"You are short of breath," she said, smiling in a curiously impersonal way. "Run back to the house. It will do you good."
"All right. You run with me. The first gong will go any minute, and we've got to eat, you know, even though the pater is dead."
It was an unhappy allusion. Sylvia stiffened.
"My poor uncle's death did not seem to trouble you greatly this morning," she said. "Kindly leave me now. I'll follow soon. I am waiting for Mr. Trenholme, who wants to show me some sketches."
"A nice time to look at sketches, upon my word! And who's Trenholme, I'd like to know?"

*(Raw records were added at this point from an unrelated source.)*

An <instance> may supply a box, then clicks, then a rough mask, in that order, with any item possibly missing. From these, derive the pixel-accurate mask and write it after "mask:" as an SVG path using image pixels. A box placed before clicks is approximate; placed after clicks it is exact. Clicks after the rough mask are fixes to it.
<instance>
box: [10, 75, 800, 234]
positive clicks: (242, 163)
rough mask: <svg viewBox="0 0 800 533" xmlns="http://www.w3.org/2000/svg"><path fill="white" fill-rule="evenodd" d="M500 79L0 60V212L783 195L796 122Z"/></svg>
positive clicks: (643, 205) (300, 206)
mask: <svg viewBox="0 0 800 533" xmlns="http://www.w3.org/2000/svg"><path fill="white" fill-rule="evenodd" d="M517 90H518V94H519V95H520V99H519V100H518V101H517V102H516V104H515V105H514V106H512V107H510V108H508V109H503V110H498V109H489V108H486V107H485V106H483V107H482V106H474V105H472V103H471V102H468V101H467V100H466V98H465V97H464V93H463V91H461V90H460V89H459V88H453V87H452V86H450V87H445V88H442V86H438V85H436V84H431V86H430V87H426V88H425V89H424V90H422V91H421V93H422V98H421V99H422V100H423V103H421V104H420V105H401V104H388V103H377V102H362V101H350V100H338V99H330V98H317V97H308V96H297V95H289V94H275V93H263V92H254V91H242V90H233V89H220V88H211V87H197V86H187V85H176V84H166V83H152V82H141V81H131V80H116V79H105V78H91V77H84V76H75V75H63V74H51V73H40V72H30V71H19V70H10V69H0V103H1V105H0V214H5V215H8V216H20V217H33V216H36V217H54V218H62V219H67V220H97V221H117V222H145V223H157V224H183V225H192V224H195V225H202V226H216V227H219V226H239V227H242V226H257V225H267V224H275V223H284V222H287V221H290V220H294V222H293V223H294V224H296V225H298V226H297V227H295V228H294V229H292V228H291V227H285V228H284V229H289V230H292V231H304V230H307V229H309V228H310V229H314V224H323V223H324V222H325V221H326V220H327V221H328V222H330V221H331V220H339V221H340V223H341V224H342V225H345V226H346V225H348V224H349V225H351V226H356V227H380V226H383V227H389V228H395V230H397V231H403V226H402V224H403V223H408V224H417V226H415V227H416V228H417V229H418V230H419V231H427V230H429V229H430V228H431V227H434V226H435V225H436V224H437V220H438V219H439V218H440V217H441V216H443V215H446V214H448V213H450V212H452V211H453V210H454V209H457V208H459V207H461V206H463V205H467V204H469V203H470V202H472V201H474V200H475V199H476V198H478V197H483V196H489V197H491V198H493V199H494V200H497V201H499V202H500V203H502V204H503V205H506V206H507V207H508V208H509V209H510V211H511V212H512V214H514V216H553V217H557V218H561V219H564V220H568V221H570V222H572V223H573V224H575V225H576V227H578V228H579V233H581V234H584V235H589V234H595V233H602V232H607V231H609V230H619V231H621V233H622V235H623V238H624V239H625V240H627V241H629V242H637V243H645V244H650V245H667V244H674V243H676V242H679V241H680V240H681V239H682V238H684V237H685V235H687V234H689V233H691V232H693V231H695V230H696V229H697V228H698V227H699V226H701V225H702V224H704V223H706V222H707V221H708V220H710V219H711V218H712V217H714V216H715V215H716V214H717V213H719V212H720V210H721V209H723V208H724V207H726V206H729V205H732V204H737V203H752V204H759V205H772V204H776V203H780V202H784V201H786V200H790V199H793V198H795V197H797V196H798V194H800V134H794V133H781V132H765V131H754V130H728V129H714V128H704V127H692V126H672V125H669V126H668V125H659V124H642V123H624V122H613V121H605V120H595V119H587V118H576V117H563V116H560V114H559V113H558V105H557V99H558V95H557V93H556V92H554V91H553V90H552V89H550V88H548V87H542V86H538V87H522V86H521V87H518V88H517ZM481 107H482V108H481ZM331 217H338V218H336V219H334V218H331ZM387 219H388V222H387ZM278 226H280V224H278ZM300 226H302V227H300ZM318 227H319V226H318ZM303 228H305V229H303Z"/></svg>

Sylvia bethought herself. Certainly an explanation was needful, and her feminine wit supplied one instantly.
"Mr. Trenholme was sent here by the Scotland Yard people," she said, a trifle less frigidly. "I suppose we shall all be mixed up in the inquiry the detectives are holding, and it seems that Mr. Trenholme was at work in the park this morning when that awful affair took place. Unknown to me, I was near the spot where he was sketching before breakfast, and one of the detectives, the little one, says it is important that—that the fact should be proved. Mr. Trenholme called to tell me just what happened. So you see there is nothing in his action that should annoy any one—you least of any, since you were away from home at the time."
"But why has he mizzled over the wall?"
"He is staying at the White Horse Inn, and has gone to fetch the drawings."